[llvm] d7bbb12 - Revert "[X86][AVX] Add getBROADCAST_LOAD helper function. NFCI."

Roman Lebedev via llvm-commits llvm-commits at lists.llvm.org
Tue Jul 27 08:28:48 PDT 2021


Reproducer?

On Tue, Jul 27, 2021 at 5:24 PM Tres Popp via llvm-commits
<llvm-commits at lists.llvm.org> wrote:
>
>
> Author: Tres Popp
> Date: 2021-07-27T16:22:25+02:00
> New Revision: d7bbb1230a94cb239aa4a8cb896c45571444675d
>
> URL: https://github.com/llvm/llvm-project/commit/d7bbb1230a94cb239aa4a8cb896c45571444675d
> DIFF: https://github.com/llvm/llvm-project/commit/d7bbb1230a94cb239aa4a8cb896c45571444675d.diff
>
> LOG: Revert "[X86][AVX] Add getBROADCAST_LOAD helper function. NFCI."
>
> This reverts commit 1cfecf4fc4278afb0005923f6dff595cd372da5c.
>
> This commit broke LLVM code generated through XLA by removing a
> conditional on Ld->getExtensionType() == ISD::NON_EXTLOAD
>
> Added:
>
>
> Modified:
>     llvm/lib/Target/X86/X86ISelLowering.cpp
>
> Removed:
>
>
>
> ################################################################################
> diff  --git a/llvm/lib/Target/X86/X86ISelLowering.cpp b/llvm/lib/Target/X86/X86ISelLowering.cpp
> index 344bf73b2c5e0..067b56e205e8e 100644
> --- a/llvm/lib/Target/X86/X86ISelLowering.cpp
> +++ b/llvm/lib/Target/X86/X86ISelLowering.cpp
> @@ -7988,30 +7988,6 @@ static bool getTargetShuffleInputs(SDValue Op, SmallVectorImpl<SDValue> &Inputs,
>                                  KnownZero, DAG, Depth, ResolveKnownElts);
>  }
>
> -// Attempt to create a scalar/subvector broadcast from the base MemSDNode.

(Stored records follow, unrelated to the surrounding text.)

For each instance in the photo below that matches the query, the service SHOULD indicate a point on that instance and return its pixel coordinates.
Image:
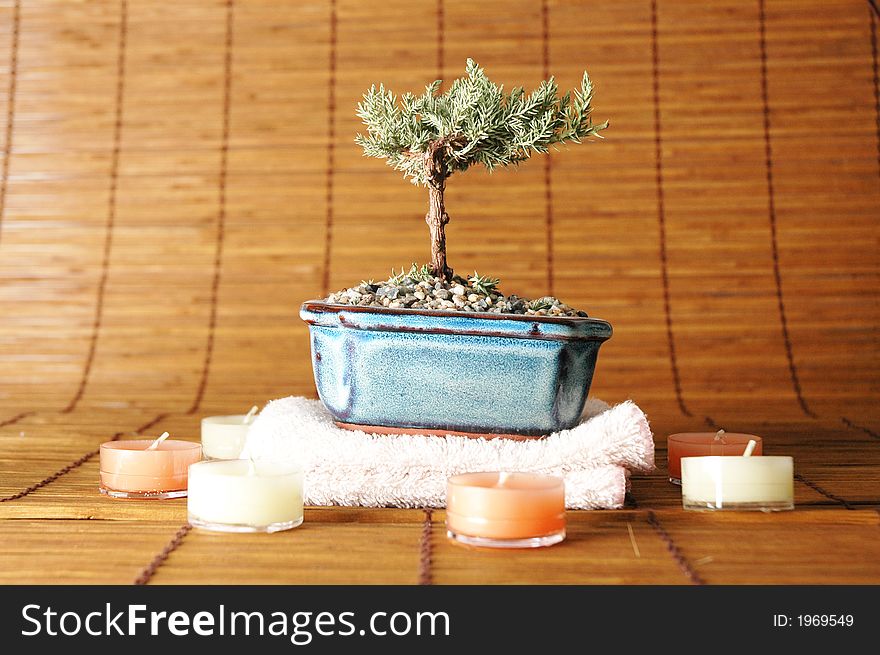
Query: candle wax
(700, 444)
(506, 510)
(130, 470)
(243, 496)
(223, 437)
(720, 483)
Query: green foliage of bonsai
(431, 136)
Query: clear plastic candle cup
(737, 483)
(244, 496)
(505, 510)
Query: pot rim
(319, 305)
(489, 323)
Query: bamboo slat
(173, 184)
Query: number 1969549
(814, 620)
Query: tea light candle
(703, 444)
(147, 468)
(245, 496)
(223, 437)
(737, 483)
(505, 510)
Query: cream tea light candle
(737, 483)
(505, 510)
(223, 437)
(698, 444)
(147, 468)
(245, 496)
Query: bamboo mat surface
(173, 184)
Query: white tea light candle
(223, 437)
(737, 483)
(245, 496)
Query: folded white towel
(346, 467)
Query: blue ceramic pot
(412, 370)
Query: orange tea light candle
(505, 510)
(147, 468)
(705, 444)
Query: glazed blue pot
(425, 371)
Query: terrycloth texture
(345, 467)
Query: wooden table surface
(174, 184)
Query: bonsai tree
(431, 136)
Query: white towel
(353, 468)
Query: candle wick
(250, 415)
(155, 444)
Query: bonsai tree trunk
(437, 218)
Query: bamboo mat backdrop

> -static SDValue getBROADCAST_LOAD(unsigned Opcode, const SDLoc &DL, EVT VT,
> -                                 EVT MemVT, MemSDNode *Mem, unsigned Offset,
> -                                 SelectionDAG &DAG) {
> -  assert((Opcode == X86ISD::VBROADCAST_LOAD ||
> -          Opcode == X86ISD::SUBV_BROADCAST_LOAD) &&
> -         "Unknown broadcast load type");
> -
> -  // Ensure this is a simple (non-atomic, non-voltile), temporal read memop.

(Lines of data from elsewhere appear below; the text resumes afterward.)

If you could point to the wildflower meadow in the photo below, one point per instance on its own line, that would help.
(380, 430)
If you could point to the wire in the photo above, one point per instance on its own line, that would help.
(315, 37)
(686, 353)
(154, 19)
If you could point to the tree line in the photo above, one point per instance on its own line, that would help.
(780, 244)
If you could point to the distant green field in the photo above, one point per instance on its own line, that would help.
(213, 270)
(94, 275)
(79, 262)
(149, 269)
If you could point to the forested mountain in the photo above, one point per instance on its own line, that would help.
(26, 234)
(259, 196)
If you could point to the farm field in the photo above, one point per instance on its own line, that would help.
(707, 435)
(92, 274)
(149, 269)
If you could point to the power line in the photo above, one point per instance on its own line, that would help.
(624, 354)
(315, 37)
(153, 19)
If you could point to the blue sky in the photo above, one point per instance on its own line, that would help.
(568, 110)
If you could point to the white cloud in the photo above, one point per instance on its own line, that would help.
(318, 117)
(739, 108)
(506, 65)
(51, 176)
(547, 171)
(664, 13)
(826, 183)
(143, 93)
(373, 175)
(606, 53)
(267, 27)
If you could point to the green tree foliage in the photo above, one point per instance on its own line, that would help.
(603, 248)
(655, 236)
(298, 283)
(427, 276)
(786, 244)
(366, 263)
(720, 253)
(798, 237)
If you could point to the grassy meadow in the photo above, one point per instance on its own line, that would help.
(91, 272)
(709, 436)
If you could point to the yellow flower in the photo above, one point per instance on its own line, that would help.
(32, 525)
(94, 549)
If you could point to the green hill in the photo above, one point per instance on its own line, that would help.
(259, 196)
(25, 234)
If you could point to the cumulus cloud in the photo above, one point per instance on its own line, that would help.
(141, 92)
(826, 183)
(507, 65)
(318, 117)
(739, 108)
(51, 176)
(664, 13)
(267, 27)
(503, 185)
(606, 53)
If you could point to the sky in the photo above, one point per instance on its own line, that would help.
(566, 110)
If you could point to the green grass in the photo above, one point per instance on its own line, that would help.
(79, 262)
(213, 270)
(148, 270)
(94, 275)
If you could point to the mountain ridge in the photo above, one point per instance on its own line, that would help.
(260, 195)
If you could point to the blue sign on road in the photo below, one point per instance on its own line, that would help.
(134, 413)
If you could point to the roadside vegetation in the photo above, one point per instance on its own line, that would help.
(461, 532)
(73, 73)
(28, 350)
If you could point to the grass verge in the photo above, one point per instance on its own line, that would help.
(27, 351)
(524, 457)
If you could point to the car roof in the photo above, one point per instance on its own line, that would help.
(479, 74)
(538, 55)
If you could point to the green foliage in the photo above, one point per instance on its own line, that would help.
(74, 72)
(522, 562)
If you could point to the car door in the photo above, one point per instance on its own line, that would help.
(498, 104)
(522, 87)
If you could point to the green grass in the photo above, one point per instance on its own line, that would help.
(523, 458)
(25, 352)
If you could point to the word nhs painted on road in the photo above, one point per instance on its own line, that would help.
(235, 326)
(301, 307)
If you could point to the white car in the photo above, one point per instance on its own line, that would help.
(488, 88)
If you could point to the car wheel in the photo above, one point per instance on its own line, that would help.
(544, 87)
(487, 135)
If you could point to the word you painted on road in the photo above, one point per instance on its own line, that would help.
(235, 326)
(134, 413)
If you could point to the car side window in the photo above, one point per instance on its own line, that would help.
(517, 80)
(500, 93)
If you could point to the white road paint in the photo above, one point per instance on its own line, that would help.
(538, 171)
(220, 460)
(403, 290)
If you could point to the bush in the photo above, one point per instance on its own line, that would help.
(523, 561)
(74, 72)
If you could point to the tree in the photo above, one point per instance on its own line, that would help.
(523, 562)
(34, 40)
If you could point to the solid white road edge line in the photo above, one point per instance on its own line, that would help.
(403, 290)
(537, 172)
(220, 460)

> -  if (!Mem || !Mem->readMem() || !Mem->isSimple() || Mem->isNonTemporal())
> -    return SDValue();
> -
> -  SDValue Ptr =
> -      DAG.getMemBasePlusOffset(Mem->getBasePtr(), TypeSize::Fixed(Offset), DL);
> -  SDVTList Tys = DAG.getVTList(VT, MVT::Other);
> -  SDValue Ops[] = {Mem->getChain(), Ptr};
> -  SDValue BcstLd = DAG.getMemIntrinsicNode(
> -      Opcode, DL, Tys, Ops, MemVT,
> -      DAG.getMachineFunction().getMachineMemOperand(
> -          Mem->getMemOperand(), Offset, MemVT.getStoreSize()));
> -  DAG.makeEquivalentMemoryOrdering(SDValue(Mem, 1), BcstLd.getValue(1));
> -  return BcstLd;
> -}
> -
>  /// Returns the scalar element that will make up the i'th
>  /// element of the result of the vector shuffle.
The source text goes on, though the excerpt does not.